When I was still a university professor, I often asked my students to play an intellectual “what if” game. I asked them to imagine what our world would be like if Jesus Christ had never existed and, therefore, Christianity had never come into being.

I did this to subvert the hostility of so many of them toward the “institutional Church” owing to centuries of misconduct and deep sinfulness by her various members. The honest, non-ideological students had to admit that a world in which the values of the barbarians who overran the Roman Empire reigned supreme would have been far, far worse than the civilization formed by the Christian Church. You can disagree with that assessment, of course, but you would be wrong to do so. I have noticed, on this topic, that those who indulge the puerile intellectual habits of folks such as Richard Dawkins and the late Christopher Hitchens never bother to notice that much of the force of their facile critique of Christianity is a moral one, centering on the numerous ways they claim that the Christian Church has been morally bestial—yet without offering any justification for this moral vision from within the ideological logistics of their atheism.

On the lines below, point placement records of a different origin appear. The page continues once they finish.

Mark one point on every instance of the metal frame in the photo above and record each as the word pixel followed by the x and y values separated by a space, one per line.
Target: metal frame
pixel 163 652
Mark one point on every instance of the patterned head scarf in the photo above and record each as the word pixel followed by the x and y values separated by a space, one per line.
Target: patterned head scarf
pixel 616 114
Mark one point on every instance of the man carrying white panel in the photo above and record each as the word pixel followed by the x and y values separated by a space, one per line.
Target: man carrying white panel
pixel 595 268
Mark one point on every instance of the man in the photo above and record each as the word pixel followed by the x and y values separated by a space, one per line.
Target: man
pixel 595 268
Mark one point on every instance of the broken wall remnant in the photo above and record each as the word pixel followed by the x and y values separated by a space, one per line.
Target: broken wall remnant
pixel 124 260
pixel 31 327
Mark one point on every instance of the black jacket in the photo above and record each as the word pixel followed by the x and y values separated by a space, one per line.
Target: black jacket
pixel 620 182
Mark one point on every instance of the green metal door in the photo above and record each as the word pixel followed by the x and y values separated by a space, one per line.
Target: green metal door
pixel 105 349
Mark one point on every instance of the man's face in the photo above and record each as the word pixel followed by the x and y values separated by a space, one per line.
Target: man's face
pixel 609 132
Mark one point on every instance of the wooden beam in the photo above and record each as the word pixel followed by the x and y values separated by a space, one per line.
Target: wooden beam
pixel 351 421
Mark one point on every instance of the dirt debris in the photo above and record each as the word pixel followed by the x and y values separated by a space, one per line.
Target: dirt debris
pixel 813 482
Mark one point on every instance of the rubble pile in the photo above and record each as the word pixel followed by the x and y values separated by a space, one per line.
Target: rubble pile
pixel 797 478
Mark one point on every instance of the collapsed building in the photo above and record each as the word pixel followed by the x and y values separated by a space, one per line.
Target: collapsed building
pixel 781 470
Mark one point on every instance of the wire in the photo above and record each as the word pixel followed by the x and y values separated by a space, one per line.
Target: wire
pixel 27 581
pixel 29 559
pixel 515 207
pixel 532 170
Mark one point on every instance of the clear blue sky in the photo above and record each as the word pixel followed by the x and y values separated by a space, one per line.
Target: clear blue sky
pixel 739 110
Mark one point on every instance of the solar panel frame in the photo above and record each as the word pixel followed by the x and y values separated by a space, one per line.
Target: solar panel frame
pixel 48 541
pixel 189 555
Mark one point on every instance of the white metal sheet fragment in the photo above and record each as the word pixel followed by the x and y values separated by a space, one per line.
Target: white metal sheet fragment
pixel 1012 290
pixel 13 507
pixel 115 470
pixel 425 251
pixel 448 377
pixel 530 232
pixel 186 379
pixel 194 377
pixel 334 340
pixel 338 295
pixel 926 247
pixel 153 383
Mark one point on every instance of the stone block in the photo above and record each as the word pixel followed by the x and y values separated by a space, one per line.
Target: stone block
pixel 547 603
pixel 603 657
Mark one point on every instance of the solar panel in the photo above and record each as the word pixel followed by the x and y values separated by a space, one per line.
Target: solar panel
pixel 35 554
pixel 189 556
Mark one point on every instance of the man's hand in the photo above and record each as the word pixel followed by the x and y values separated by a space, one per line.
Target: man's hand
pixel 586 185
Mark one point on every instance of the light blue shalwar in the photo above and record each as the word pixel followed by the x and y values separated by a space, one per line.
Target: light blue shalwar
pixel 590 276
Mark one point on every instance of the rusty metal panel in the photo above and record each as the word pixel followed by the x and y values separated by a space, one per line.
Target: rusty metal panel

In many ways I think their moral instincts are sound, and their criticisms of the Church—though exaggerated and often ignorant of the real historical record—are at least loosely grounded in the sad reality of the sins of Christians.

Nevertheless, what they fail to notice is that the very moral verities they are invoking, which they imagine to be nothing more than the “common sense” morality provided by secular reason, are in reality Christian in inspiration and origin.

And if that is true, and it most certainly is, then what remains is the task of identifying what the specific Christian contribution was and is. In other words, what was the revolution that Jesus of Nazareth created, why was it so shattering to the dominant power structures of the world, and how did it change our view of who God is? That Jesus preached the advent of a new “Kingdom of grace” cannot be reasonably doubted. But what are the rules of citizenship he established for admittance into this Kingdom? And how does living in this Kingdom put us at odds with the “ruler of this world”?

These are hard questions to answer because the Gospel authors themselves seem quite reluctant to domesticate the image of Jesus inside the box of a ready-made “theological system”, realizing, I suspect, that as soon as one cages a Tiger you really no longer have a Tiger. The temptation has always been to domesticate Jesus, whether it be through a thousand syllogisms or ten thousand Deepak Chopras. I think our culture today is more prone to the latter than the former, as the coffee shop Christ allows us to both call ourselves “Christians” and to then kill people, whether that be in Imperial wars or in our various “clinics”. And the Christ of the clinics and the Christ of the drone wars is a result of the domestication of Jesus through a cultural and political reduction. Thus does the Jesus who was crucified in an act of a self-emptying descent into the depth of the human condition, become, through the alchemy of a latte and NPR, the Jesus of “death from above” and “dilation and suction”.